Au début de la guerre, le FSR a mis en place une force de police interne pour lutter contre les "phénomènes négatifs", son terme pour désigner les abus. Cette force a arrêté plus de 1 000 hommes à El Gezira, pour la plupart des locaux, a déclaré le RSF à Reuters en juillet.
Les habitants ont déclaré que l'effet était limité. Dans plusieurs cas, la police de RSF s'est heurtée à des combattants, mais les raids n'ont pas cessé, ont-ils dit.
En l'absence de troupes au sol, l'armée a tenté d'encourager une soi-disant résistance populaire. Burhan a déclaré en décembre que 40 000 hommes avaient rejoint l'effort à El Gezira - beaucoup d'entre eux étant courroucés par les attaques des RSF contre les femmes, selon le comité de résistance.

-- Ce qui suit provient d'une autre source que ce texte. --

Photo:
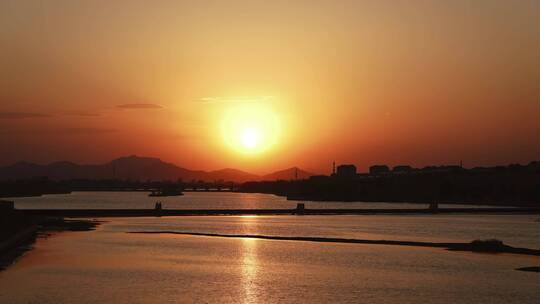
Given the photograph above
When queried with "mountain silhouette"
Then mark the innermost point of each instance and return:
(288, 174)
(135, 168)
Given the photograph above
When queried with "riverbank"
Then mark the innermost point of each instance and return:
(19, 231)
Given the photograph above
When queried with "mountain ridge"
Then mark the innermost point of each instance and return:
(137, 168)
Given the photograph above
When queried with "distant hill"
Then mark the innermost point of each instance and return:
(287, 174)
(135, 168)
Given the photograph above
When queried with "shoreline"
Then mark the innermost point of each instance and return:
(478, 246)
(14, 247)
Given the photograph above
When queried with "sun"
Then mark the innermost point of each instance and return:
(250, 128)
(249, 138)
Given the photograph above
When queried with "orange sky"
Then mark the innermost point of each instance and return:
(363, 82)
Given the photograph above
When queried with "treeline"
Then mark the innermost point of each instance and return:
(512, 185)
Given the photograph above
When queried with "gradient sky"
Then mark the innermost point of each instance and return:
(363, 82)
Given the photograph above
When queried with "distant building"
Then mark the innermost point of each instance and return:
(346, 171)
(379, 169)
(402, 169)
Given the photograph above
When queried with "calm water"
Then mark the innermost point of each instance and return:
(110, 265)
(203, 200)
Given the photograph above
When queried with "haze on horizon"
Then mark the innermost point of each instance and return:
(363, 82)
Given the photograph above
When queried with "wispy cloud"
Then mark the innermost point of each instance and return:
(139, 106)
(235, 99)
(22, 115)
(89, 130)
(83, 114)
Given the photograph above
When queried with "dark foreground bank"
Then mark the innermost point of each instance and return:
(18, 231)
(485, 246)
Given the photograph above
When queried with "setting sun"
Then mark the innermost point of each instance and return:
(250, 128)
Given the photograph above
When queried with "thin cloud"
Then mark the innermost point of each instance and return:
(89, 130)
(139, 106)
(239, 99)
(83, 114)
(22, 115)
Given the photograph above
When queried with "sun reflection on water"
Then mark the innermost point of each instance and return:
(249, 270)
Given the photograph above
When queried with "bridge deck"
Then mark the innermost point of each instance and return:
(213, 212)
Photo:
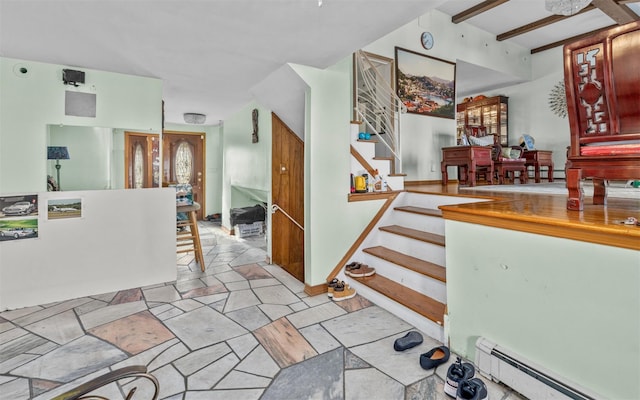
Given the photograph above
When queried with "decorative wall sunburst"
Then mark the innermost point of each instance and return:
(558, 100)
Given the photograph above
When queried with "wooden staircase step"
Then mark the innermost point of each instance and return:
(420, 210)
(414, 234)
(417, 302)
(427, 268)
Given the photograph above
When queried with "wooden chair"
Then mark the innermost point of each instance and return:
(505, 165)
(602, 82)
(188, 236)
(509, 162)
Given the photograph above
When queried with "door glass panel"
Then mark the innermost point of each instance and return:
(183, 163)
(138, 167)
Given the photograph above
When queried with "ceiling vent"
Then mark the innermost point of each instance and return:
(194, 118)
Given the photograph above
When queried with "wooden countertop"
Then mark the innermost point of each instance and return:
(545, 214)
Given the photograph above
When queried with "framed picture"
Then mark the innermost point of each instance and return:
(64, 208)
(528, 141)
(426, 85)
(18, 217)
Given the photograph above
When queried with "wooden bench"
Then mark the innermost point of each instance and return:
(602, 81)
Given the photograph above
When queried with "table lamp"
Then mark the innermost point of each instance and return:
(57, 153)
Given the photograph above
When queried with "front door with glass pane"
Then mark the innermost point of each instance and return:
(183, 162)
(142, 160)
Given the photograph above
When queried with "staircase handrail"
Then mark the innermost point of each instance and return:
(384, 108)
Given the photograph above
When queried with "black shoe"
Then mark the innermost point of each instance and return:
(411, 339)
(456, 373)
(472, 389)
(434, 357)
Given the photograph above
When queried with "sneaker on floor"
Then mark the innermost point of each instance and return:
(343, 291)
(360, 271)
(331, 286)
(456, 373)
(472, 389)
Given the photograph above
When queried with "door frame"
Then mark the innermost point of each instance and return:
(150, 138)
(202, 199)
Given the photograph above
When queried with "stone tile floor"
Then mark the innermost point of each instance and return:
(243, 329)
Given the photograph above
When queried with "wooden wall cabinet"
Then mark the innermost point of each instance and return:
(490, 114)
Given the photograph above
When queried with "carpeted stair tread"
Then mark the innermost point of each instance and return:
(420, 210)
(414, 234)
(417, 302)
(427, 268)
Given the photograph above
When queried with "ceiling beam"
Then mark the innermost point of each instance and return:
(538, 24)
(620, 13)
(475, 10)
(569, 40)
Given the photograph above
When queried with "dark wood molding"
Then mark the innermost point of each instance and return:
(475, 10)
(569, 40)
(538, 24)
(620, 13)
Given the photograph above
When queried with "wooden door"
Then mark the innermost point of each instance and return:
(141, 150)
(183, 162)
(287, 186)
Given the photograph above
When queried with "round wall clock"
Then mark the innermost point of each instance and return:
(427, 40)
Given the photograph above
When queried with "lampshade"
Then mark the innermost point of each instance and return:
(57, 153)
(194, 118)
(565, 7)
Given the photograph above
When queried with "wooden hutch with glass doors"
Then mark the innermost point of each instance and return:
(484, 116)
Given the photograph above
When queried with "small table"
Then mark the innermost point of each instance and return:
(467, 158)
(537, 159)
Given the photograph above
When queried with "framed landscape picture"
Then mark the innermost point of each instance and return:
(426, 85)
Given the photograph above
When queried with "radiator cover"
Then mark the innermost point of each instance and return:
(502, 365)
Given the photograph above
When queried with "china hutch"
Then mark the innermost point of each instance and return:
(487, 115)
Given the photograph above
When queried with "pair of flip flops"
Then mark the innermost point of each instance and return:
(431, 359)
(358, 270)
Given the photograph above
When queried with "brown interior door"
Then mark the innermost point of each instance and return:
(183, 162)
(287, 186)
(141, 151)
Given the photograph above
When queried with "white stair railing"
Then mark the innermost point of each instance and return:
(378, 106)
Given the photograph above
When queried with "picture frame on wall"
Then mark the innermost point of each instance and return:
(426, 85)
(18, 217)
(64, 208)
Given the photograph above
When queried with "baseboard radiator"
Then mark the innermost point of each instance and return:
(501, 365)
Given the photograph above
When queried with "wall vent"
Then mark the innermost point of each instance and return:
(501, 365)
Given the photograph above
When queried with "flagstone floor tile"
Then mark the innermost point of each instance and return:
(285, 344)
(242, 329)
(135, 333)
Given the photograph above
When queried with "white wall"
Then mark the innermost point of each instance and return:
(567, 305)
(29, 102)
(423, 137)
(331, 223)
(125, 239)
(529, 111)
(247, 165)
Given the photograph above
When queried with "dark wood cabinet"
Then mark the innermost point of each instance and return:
(489, 115)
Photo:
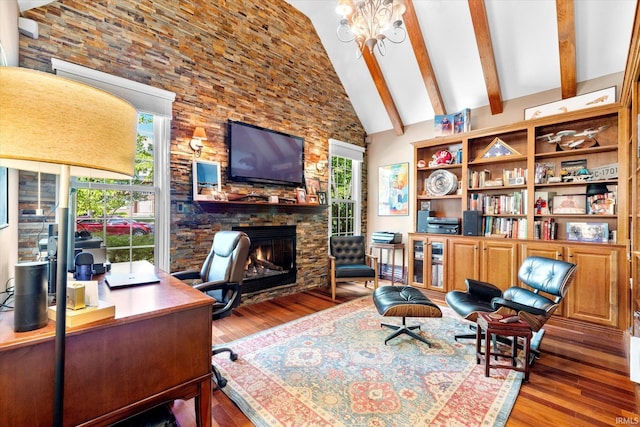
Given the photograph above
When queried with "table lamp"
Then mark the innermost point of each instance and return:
(54, 125)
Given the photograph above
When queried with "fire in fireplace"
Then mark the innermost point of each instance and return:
(272, 257)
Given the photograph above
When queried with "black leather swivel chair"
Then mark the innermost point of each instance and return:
(547, 282)
(221, 278)
(349, 262)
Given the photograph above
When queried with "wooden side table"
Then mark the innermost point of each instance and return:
(491, 325)
(391, 249)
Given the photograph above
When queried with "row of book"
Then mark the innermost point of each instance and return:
(501, 204)
(511, 228)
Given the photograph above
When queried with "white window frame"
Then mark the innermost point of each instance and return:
(150, 100)
(356, 155)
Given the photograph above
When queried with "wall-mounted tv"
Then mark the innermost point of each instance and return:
(265, 156)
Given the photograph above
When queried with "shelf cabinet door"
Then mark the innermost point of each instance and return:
(436, 265)
(463, 262)
(593, 295)
(417, 254)
(500, 263)
(427, 266)
(545, 250)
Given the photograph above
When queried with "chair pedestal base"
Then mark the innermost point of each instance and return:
(404, 329)
(220, 380)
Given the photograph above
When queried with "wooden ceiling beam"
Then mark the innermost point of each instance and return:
(487, 58)
(422, 56)
(383, 90)
(567, 47)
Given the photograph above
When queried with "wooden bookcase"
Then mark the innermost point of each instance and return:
(599, 294)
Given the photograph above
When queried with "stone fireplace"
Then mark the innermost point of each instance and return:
(272, 257)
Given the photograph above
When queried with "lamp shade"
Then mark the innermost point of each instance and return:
(47, 121)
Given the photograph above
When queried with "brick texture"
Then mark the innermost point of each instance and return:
(259, 62)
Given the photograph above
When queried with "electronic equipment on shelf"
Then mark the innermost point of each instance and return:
(386, 237)
(443, 225)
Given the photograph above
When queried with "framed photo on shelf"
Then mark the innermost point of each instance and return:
(597, 232)
(569, 204)
(322, 197)
(497, 148)
(301, 195)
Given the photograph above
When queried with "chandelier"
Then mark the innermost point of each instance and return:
(371, 22)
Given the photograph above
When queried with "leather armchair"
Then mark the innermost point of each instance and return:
(221, 278)
(547, 281)
(349, 262)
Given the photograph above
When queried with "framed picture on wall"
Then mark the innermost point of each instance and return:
(301, 195)
(322, 197)
(206, 180)
(393, 189)
(313, 185)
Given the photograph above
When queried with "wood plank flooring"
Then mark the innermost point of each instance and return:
(581, 379)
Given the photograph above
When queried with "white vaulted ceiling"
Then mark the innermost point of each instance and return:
(525, 41)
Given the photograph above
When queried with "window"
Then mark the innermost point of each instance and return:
(131, 216)
(122, 213)
(345, 188)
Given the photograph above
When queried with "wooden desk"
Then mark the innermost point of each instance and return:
(157, 349)
(391, 251)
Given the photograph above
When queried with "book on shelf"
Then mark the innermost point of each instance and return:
(104, 310)
(501, 204)
(511, 228)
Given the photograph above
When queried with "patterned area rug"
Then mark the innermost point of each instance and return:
(332, 368)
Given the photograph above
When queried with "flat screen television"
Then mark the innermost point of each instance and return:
(264, 156)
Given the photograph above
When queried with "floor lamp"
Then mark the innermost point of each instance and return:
(54, 125)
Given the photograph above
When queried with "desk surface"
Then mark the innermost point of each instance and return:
(156, 349)
(132, 304)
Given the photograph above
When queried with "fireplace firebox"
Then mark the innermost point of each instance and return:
(272, 257)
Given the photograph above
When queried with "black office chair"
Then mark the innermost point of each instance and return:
(221, 278)
(349, 262)
(548, 279)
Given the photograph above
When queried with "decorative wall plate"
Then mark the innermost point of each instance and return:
(441, 183)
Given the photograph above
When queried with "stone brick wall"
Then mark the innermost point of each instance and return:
(259, 62)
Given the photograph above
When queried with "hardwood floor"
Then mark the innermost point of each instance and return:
(581, 379)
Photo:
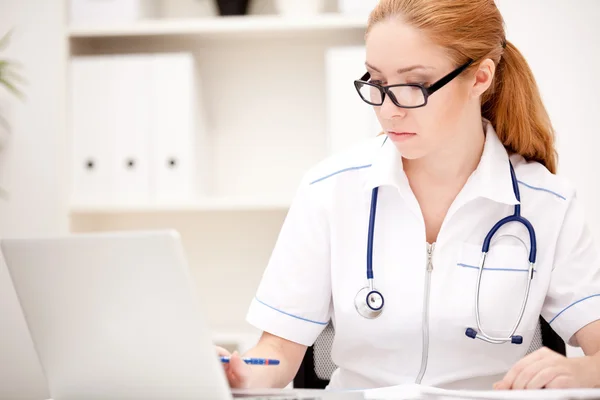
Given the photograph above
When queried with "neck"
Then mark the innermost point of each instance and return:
(456, 161)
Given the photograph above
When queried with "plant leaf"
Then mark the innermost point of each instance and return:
(4, 123)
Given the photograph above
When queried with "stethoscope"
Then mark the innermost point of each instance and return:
(369, 301)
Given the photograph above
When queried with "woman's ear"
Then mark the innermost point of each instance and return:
(484, 76)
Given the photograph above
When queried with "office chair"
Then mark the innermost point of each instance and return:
(317, 367)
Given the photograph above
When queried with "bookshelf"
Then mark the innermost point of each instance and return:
(263, 83)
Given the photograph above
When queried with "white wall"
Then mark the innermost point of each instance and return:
(32, 169)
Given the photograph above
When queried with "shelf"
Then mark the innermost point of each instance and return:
(210, 26)
(209, 204)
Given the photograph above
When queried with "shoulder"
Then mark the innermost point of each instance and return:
(536, 182)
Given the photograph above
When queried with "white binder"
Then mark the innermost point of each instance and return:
(131, 81)
(349, 119)
(111, 11)
(92, 127)
(173, 136)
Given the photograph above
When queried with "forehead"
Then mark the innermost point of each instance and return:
(394, 44)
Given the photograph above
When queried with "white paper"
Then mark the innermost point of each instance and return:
(544, 394)
(410, 391)
(414, 391)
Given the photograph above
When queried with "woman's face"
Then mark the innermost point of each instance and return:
(398, 53)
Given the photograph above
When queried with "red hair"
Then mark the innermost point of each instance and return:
(474, 29)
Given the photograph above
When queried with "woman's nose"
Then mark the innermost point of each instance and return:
(389, 110)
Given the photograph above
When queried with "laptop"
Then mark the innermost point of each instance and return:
(117, 316)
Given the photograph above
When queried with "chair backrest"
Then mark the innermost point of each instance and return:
(317, 367)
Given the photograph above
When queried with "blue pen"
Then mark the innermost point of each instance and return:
(254, 361)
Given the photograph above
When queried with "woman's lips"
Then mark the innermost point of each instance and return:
(398, 136)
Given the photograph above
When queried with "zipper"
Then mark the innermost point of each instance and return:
(425, 356)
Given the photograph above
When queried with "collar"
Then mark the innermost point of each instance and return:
(491, 179)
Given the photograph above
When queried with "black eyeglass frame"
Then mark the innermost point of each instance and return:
(427, 90)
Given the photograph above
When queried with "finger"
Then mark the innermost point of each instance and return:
(530, 371)
(544, 377)
(222, 352)
(561, 382)
(239, 368)
(509, 379)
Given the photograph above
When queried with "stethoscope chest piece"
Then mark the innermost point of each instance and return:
(369, 303)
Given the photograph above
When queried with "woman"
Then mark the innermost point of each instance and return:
(467, 142)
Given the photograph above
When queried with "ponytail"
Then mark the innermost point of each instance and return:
(514, 107)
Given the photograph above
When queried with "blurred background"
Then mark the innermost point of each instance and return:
(202, 116)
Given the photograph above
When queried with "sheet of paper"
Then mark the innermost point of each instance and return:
(410, 391)
(545, 394)
(414, 392)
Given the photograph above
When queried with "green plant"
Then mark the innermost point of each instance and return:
(9, 78)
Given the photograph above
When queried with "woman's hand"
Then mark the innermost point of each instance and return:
(545, 368)
(237, 371)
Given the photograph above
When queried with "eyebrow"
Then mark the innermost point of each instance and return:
(401, 70)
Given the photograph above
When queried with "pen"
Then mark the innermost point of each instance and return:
(254, 361)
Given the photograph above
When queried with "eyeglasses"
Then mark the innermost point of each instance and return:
(408, 95)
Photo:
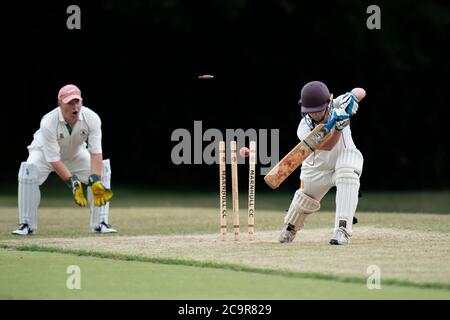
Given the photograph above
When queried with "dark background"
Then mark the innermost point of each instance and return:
(137, 63)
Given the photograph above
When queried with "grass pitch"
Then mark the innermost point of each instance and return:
(168, 251)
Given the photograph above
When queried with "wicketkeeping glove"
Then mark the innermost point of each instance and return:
(349, 103)
(76, 186)
(101, 194)
(342, 119)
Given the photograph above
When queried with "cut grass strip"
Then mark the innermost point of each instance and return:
(225, 266)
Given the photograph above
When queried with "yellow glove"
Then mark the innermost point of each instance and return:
(101, 194)
(77, 189)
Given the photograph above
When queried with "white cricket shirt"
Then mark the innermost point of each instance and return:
(322, 159)
(59, 144)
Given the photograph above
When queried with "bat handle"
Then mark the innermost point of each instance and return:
(330, 124)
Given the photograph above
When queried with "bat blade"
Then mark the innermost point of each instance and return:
(297, 155)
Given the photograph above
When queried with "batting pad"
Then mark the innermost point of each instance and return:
(348, 171)
(29, 195)
(100, 214)
(302, 205)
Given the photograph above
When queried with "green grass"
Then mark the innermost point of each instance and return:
(408, 202)
(116, 279)
(33, 271)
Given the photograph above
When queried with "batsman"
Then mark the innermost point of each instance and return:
(68, 142)
(335, 162)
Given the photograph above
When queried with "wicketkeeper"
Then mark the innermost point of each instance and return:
(69, 142)
(337, 162)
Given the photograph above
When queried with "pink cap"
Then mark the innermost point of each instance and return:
(68, 93)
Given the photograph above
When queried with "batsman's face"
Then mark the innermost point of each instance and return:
(71, 110)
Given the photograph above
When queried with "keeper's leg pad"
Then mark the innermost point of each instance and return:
(301, 206)
(100, 214)
(29, 195)
(347, 174)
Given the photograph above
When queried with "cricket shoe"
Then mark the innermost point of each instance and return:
(287, 234)
(341, 236)
(104, 228)
(23, 230)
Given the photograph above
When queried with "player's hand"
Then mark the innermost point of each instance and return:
(342, 119)
(349, 103)
(101, 194)
(76, 186)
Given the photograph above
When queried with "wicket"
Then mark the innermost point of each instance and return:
(235, 191)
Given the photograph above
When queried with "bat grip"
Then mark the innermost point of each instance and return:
(330, 124)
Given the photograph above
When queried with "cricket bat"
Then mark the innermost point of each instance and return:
(295, 157)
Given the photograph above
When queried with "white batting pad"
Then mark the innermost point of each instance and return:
(301, 206)
(29, 195)
(348, 171)
(100, 214)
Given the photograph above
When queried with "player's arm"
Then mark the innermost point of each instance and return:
(97, 164)
(61, 170)
(331, 141)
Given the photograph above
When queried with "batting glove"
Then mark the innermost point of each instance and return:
(342, 119)
(349, 103)
(76, 186)
(101, 194)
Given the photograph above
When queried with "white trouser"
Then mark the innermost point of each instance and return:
(348, 168)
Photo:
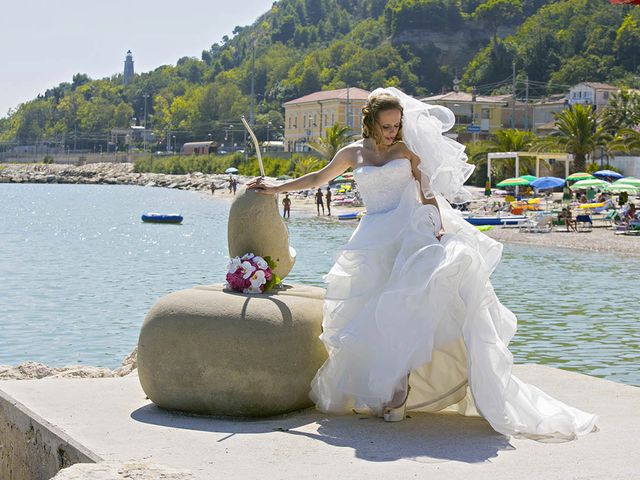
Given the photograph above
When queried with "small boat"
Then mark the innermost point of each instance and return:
(349, 216)
(162, 217)
(496, 219)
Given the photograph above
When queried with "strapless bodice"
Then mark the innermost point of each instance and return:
(382, 187)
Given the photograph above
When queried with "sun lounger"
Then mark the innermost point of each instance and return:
(584, 223)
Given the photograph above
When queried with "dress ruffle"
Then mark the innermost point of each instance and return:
(398, 301)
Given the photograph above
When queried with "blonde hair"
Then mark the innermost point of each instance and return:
(375, 104)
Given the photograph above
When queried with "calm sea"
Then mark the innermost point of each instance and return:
(79, 271)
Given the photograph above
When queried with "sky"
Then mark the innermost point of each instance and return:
(44, 42)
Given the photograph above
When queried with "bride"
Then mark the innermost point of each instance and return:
(411, 321)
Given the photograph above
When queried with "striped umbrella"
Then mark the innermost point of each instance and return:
(589, 183)
(621, 187)
(574, 177)
(628, 181)
(513, 182)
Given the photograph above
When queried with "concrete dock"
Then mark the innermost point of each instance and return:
(110, 419)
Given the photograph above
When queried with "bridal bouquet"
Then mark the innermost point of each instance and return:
(251, 274)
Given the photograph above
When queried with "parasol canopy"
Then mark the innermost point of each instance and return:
(513, 182)
(544, 183)
(589, 183)
(574, 177)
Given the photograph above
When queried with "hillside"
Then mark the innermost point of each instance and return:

"Les forces de sécurité utilisent ce prétexte pour attaquer", a déclaré le représentant du comité, ajoutant que peu d'armes et peu de formation ont été fournies aux recrues civiles.
L'un des incidents les plus graves s'est produit en juin, près de la dernière base militaire d'El Gezira.
Après que des hommes du village de Wad al-Noura eurent pris les armes contre la RSF, les combattants de cette dernière ont tué plus de 100 personnes dans ce village, selon le comité.
Le RSF a décrit l'incident comme un affrontement avec des recrues de l'armée et des forces spéciales. L'armée n'a pas fait de commentaire, bien qu'elle se soit engagée à l'époque à apporter une "réponse sévère".
"Mon mari était enseignant", a déclaré à Reuters une femme devenue veuve à la suite de l'incident. "Il ne savait rien des combats, et nous n'avions rien pour quoi nous battre, ni voiture ni magasin. Mais en tant qu'homme, il a senti qu'il devait se battre".